Наступило 10-е число месяца Тишри. Йом Кипур. Великий День Искупления. В этот день Моисей сошел с горы Синая и очистил евреев от скверны Золотого Тельца. Но в этот же день, по преданию, Адам впал в грех и раскаялся, а Авраам совершил обрезание.

Евреи верили, что в Йом Кипур завершается Божественное Судилище, начатое в Йома Арихта, в первых числах Тишри[67]. Именно в Йом Кипур Бог выносит свое судьбоносное решение о каждом человеке, определяет, кому простить его грехи за прошедший год и позволить дожить до следующего Рош Хашанаха, а кому нет. Хотя при этом никому не дано знать, какой приговор вынесен для него ХаШемом. Царь Давид как-то в этот день вопросил Всевышнего открыть ему день смерти, но лишь узнал, что умрет в одну из суббот.

С раннего утра люди начали стекаться в Храм. Простые люди входили через Двойные ворота Хульды. Знатные горожане переходили по арочному мостику от Ксистуса. Дальше на север по ступенькам над другим таким же арочным проходом, ведущим к воротам посередине западных стен, шли женщины. Еще севернее через другие ворота проходили священнослужители Храма.

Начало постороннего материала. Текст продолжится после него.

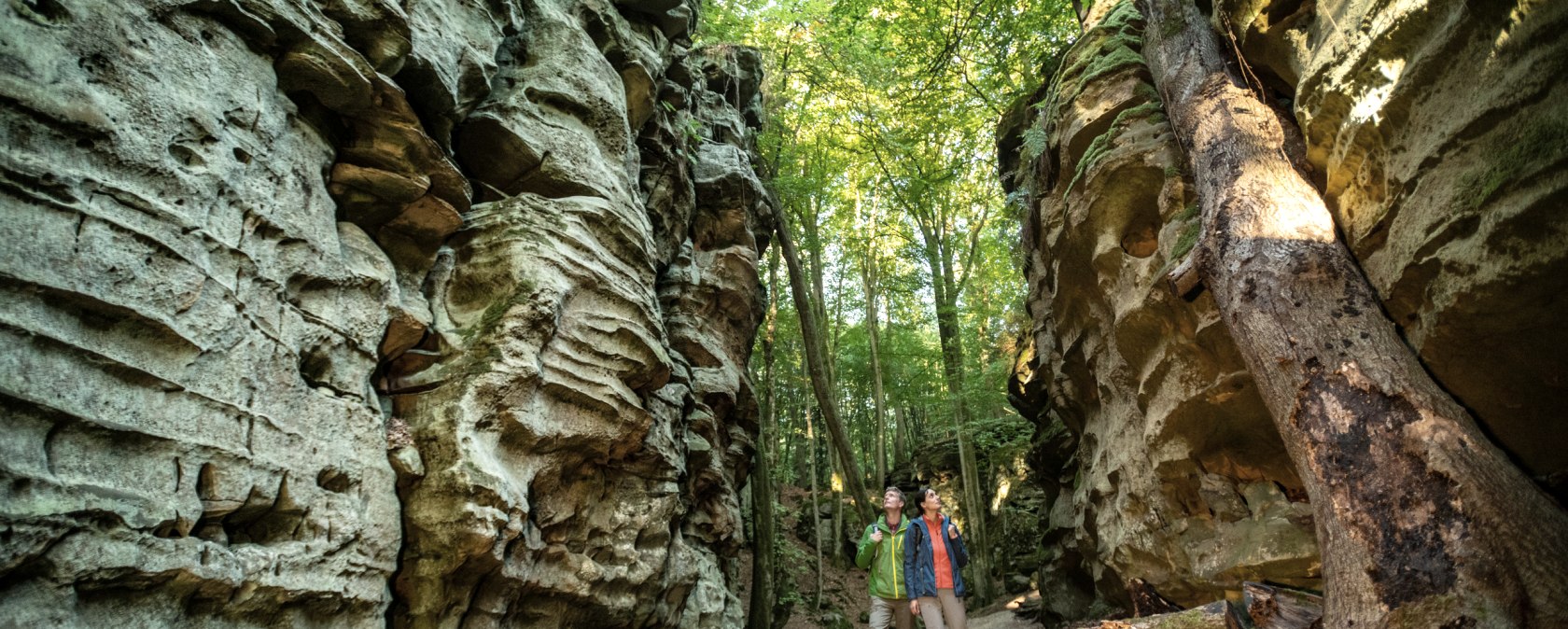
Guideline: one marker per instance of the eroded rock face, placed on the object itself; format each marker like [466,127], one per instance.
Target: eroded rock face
[1422,126]
[1161,458]
[359,313]
[1440,140]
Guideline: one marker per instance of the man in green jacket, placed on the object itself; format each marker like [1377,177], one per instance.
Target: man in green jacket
[882,551]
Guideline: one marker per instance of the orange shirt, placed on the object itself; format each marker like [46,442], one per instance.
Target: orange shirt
[940,562]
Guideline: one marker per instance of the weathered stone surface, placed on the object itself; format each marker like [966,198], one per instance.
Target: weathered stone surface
[1150,428]
[270,366]
[1432,129]
[1440,140]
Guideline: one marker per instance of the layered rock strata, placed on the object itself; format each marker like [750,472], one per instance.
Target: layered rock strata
[1431,131]
[350,314]
[1159,456]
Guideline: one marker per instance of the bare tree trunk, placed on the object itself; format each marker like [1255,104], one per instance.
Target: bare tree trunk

В этот день Элохим проснулся перед самым рассветом весь в холодном поту от увиденного сна. Ему приснилась Мариам. Она вышла из Шушанских ворот, и он встретил ее на мосту. Они перешли через мост к Масличной горе, а оттуда на маковую поляну по ту сторону горы. Под палящими лучами солнца им стало жарко. Они укрылись в тени ветвистого дуба. Она неожиданно сняла с себя всю одежду и легла на траву. В этот момент он узнал в ней ту девушку, которая приснилась ему когда-то давно в день Хануки и которую он тогда принял за юную Анну. И как тогда, она протянула ему руку. Он прилег к ней. И как только он прикоснулся к ее телу, тут же проснулся в ужасе.

Он был уверен, что во сне совершил кровосмешение. Какая мерзость! Какая гадость! Собственную дочь! Стошнило. Его до жути охватили угрызения совести. Было стыдно перед самим собой, перед Мариам. Как смотреть теперь ей в глаза? Нет, не сможет. В голову лезли всякие дурные мысли. Внезапно он ощутил невыносимое стеснение в груди. Жить стало невмоготу.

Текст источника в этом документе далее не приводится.